Restaurant information
- Established: 1934
- Owner: Patrick Morton
- Previous owners: Edward "Ed" H. MacGregor and Sharon Ruzicka MacGregor
- Location: 6903 Southeast Milwaukie Avenue, Portland, Multnomah, Oregon, United States
- Coordinates: 45°28′26″N 122°38′56″W﻿ / ﻿45.4739°N 122.6489°W

= Kay's Bar =

Bar and restaurant in Portland, Oregon, U.S.

Kay's Bar is a bar and restaurant in Portland, Oregon, United States.

==Description and history==
Kay's Bar is located at the intersection of Milwaukie Avenue and Bybee Boulevard in southeast Portland's Sellwood-Moreland neighborhood. The business was established in 1934. Spouses Edward "Ed" H. MacGregor and Sharon Ruzicka MacGregor purchased Kay's in 1963. Patrick Morton became the owner in 2006. The interior features wood panelling and a mural painted by an employee. The restaurant is reportedly haunted. According to Morton, at least three people have died at Kay's.
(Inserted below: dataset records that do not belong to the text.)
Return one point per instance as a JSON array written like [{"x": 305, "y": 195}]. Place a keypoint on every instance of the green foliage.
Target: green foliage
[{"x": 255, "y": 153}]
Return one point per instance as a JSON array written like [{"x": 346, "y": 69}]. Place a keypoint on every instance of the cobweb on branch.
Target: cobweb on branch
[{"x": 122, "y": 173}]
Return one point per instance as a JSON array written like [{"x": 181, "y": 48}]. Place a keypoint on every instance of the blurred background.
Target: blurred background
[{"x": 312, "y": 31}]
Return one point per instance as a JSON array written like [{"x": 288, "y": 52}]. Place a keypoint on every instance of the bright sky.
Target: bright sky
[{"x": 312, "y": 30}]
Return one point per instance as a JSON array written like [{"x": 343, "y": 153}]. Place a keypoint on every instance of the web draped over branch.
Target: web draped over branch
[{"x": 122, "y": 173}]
Outside the bar is an 11 x 60 foot mural by Andrew Young.

==Reception==
In his 2016 overview of "Where Portland's Best Bartenders Go on Their Rare Nights Off", Thrillist contributor Alex Frane said Kay's has a "surprisingly good cocktail program". In Eater Portlands 2019 list of "Where to Imbibe and Dine in Sellwood and Westmoreland", Frane wrote, "Kay's Bar, with its divey, diner-like atmosphere, is bustling most nights, with reliable food, affordable well drinks and pints, and a modest-but-creative cocktail menu. The kitchen puts out classic, well-made bar staples, including a variety of burgers, burritos, and mac and cheese, and offers many dishes on the happy hour menu from 3 to 6 p.m. Notably, the bar has been open in some form or another since 1934, making it significantly older than most of its guests."